Bold Signals reflects my interest in exploring the human side of science. When I interview scientists for the podcast, my only rule is that we don’t delve too deeply into research-related technical minutiae. Instead of discussing the results of scientific studies, we discuss the lived experience of working in science. In the episodes I’ve recorded so far, I’ve talked to scientists about topics including teacher training (or the lack thereof) in higher education, the changing perceptions of science, dealing with the anxieties of lab work, and leaving the lab to pursue other ventures. In future episodes, I hope to talk not just to students, postdocs, and professors, but also to lab administrators, research assistants, staff scientists, and people involved in science publishing- all with the hope of demystifying the structure and process of science.
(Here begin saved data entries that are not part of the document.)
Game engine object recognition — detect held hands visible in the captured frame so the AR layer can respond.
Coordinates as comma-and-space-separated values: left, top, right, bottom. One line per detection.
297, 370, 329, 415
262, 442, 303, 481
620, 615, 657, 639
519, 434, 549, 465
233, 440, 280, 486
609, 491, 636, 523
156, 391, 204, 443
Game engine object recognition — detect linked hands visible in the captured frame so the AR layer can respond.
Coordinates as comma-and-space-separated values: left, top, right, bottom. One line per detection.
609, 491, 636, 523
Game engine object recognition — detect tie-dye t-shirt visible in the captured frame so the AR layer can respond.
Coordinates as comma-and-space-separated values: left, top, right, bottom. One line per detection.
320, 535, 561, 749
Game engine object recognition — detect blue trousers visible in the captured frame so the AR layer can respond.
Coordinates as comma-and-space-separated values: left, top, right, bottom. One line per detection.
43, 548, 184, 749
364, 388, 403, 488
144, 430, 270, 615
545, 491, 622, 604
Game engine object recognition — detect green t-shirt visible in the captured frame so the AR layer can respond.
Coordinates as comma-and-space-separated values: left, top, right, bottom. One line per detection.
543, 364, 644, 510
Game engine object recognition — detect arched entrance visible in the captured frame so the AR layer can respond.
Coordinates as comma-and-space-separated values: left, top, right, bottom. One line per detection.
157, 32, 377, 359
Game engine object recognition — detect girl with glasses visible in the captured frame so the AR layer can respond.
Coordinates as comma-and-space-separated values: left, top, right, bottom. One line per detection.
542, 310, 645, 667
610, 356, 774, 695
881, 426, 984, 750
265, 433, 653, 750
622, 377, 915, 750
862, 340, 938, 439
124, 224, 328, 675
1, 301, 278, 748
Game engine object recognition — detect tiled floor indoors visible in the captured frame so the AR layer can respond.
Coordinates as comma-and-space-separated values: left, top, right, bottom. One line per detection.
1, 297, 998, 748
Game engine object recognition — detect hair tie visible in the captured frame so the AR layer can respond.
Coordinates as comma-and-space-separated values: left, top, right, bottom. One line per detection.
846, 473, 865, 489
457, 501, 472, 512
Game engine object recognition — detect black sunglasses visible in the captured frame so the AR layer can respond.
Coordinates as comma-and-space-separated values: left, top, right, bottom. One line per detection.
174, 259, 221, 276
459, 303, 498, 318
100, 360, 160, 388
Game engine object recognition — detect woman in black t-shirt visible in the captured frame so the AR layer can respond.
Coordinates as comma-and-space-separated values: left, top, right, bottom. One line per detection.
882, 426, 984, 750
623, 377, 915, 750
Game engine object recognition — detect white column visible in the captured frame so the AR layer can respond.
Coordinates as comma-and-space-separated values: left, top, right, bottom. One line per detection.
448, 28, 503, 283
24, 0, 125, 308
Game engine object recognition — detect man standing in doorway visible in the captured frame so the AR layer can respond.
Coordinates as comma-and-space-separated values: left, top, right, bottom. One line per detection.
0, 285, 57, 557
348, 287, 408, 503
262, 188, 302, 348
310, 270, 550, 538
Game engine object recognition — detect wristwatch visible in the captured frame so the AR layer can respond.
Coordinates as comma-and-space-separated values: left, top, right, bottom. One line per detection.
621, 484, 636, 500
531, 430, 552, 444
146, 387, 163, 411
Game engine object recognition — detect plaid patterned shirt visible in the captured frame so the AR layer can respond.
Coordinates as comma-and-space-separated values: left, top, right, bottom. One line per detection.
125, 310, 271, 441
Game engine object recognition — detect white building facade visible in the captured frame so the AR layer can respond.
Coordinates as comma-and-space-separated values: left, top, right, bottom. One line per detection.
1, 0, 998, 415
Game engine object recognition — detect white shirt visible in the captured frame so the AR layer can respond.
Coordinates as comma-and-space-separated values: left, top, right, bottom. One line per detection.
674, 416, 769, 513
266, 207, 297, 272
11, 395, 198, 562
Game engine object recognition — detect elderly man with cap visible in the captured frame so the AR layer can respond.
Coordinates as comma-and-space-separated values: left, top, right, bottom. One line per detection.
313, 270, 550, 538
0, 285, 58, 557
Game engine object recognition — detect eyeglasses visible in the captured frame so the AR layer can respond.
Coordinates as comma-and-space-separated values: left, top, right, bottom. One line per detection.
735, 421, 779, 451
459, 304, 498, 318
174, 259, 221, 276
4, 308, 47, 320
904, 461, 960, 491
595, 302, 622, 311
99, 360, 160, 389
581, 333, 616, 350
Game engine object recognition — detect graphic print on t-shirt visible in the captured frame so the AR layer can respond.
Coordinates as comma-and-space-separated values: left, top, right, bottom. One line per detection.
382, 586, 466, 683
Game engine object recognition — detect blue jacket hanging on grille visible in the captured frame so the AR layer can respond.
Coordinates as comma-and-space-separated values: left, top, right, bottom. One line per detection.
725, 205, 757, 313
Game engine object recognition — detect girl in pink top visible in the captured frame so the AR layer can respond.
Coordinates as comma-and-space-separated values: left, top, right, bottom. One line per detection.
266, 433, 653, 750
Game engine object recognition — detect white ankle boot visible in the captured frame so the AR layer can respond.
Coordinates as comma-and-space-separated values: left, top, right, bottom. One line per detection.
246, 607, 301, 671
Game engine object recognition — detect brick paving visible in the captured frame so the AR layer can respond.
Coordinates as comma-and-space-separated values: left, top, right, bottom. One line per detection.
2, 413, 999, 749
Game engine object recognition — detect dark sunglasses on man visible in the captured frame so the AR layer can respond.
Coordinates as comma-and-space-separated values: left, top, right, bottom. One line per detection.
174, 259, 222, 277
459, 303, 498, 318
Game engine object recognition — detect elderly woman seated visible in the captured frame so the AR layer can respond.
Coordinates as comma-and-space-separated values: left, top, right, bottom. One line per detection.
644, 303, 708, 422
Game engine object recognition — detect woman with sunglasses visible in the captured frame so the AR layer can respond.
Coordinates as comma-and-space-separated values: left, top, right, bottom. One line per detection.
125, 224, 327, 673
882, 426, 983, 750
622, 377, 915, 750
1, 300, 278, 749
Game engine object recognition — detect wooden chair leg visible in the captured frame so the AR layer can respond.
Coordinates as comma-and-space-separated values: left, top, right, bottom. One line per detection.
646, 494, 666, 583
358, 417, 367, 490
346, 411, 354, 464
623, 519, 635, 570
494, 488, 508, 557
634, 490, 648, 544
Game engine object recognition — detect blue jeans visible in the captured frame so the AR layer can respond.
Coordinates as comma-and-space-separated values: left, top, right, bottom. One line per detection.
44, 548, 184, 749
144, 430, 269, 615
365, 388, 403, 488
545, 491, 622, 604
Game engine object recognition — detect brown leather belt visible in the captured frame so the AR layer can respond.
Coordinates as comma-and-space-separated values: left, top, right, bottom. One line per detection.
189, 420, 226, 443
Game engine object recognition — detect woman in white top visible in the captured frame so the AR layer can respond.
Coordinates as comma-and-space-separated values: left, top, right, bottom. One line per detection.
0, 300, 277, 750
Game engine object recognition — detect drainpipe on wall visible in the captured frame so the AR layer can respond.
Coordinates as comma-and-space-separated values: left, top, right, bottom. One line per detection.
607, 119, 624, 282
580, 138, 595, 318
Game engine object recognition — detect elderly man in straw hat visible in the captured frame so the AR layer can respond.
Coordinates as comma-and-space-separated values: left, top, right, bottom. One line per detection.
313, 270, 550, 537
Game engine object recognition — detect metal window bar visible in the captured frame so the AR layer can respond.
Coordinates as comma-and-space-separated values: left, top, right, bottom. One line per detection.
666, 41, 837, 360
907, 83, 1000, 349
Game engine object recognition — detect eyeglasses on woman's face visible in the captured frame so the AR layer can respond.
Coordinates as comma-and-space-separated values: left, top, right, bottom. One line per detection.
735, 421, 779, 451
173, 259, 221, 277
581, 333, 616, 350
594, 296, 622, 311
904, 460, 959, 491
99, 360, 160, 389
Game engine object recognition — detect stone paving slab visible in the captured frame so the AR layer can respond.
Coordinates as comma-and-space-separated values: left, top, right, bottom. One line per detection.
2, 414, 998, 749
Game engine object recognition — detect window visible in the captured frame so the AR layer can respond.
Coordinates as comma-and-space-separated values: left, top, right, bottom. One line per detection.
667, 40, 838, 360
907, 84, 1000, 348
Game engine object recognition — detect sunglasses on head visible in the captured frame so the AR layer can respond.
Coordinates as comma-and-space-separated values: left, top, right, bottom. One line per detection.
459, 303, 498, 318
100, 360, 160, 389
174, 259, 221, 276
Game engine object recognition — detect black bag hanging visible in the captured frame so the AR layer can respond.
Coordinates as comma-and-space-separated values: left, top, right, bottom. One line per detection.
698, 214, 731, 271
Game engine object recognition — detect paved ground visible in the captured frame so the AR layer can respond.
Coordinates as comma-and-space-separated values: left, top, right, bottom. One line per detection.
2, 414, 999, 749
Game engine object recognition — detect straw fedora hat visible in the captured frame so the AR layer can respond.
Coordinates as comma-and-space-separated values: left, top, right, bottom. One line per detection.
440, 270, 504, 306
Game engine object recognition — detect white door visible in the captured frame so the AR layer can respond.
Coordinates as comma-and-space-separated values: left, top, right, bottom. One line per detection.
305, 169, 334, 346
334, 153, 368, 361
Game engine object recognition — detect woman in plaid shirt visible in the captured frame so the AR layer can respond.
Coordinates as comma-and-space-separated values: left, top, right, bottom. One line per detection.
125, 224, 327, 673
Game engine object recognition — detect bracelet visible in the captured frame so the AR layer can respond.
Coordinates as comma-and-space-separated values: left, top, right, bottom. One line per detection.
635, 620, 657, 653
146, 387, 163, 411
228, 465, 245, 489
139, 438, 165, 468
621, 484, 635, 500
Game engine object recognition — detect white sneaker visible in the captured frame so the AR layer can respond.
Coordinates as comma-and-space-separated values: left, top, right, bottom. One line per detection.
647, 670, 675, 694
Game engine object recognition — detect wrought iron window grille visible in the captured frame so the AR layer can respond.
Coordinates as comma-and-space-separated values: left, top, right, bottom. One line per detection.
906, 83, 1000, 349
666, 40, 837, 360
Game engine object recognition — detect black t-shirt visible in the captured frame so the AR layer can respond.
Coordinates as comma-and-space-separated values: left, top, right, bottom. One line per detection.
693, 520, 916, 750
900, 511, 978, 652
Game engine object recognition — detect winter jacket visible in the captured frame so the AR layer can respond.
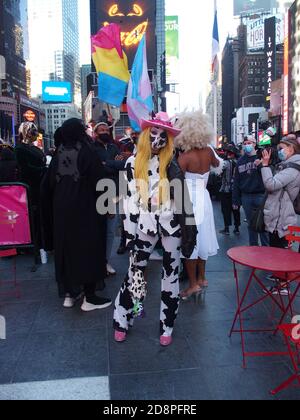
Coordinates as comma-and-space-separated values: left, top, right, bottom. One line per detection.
233, 154, 265, 206
262, 154, 300, 238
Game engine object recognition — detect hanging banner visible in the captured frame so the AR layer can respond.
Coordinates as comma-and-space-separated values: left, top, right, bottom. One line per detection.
165, 16, 179, 85
265, 17, 277, 108
0, 184, 32, 248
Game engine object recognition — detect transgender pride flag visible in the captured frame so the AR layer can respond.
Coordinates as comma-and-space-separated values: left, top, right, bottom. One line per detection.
127, 34, 154, 132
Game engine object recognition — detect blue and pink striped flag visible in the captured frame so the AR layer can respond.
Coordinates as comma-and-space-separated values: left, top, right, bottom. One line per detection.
127, 34, 154, 132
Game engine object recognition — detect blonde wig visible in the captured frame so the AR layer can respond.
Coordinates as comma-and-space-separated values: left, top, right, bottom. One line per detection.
174, 110, 214, 152
135, 128, 174, 206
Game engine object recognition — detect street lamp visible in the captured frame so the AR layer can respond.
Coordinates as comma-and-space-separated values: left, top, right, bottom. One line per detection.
241, 94, 265, 139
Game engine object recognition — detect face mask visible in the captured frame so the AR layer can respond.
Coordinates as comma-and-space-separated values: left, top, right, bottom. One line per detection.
278, 149, 287, 161
150, 128, 168, 150
99, 134, 111, 143
243, 145, 254, 155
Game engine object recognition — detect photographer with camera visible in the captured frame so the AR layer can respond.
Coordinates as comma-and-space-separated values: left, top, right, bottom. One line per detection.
259, 135, 300, 249
232, 136, 269, 247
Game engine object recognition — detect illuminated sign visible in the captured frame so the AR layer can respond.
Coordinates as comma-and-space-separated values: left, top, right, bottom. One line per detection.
283, 11, 290, 135
42, 81, 72, 103
23, 110, 36, 122
265, 17, 276, 108
93, 0, 156, 69
103, 20, 149, 47
290, 0, 300, 132
166, 16, 179, 85
108, 3, 143, 17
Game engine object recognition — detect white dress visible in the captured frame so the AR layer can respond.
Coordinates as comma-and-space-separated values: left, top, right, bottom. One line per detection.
185, 171, 219, 261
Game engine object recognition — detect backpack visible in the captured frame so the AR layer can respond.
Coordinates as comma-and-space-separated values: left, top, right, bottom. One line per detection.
283, 163, 300, 215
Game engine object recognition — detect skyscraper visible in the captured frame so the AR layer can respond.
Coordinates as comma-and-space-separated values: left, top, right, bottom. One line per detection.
27, 0, 80, 106
0, 0, 27, 96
In its current form, Bold Signals is intended not just to introduce non-scientists to the human side of science but, more generally, to help bridge the gap between between the two groups. The stereotypical image of scientists as lone geniuses toiling away with unkempt hair and wrinkled lab coats is, at least in my experience, often counterbalanced by an equally stereotypical notion that non-scientists harbor ambivalent, ignorant, or outright hostile feelings towards science. Both of these stereotypes are, of course, ridiculous. And in an effort to chip away at the latter, I’ve decided that Bold Signals will also include interviews with people with little to no science training or lab experience, just a significant interest in science. In these episodes, I hope to discuss topics including the the role of science in everyday life, the perception of science in popular culture, and how non-scientists perceive structure and process of science.
From students, teachers, and professors of science, to technicians, administrators, and research assistants, to science researchers, communicators, and educators, to people who produce, consume, or apply science outside the laboratory- Bold Signals features interviews with the people involved in this wonderful, messy, awe-inspiring thing we call science.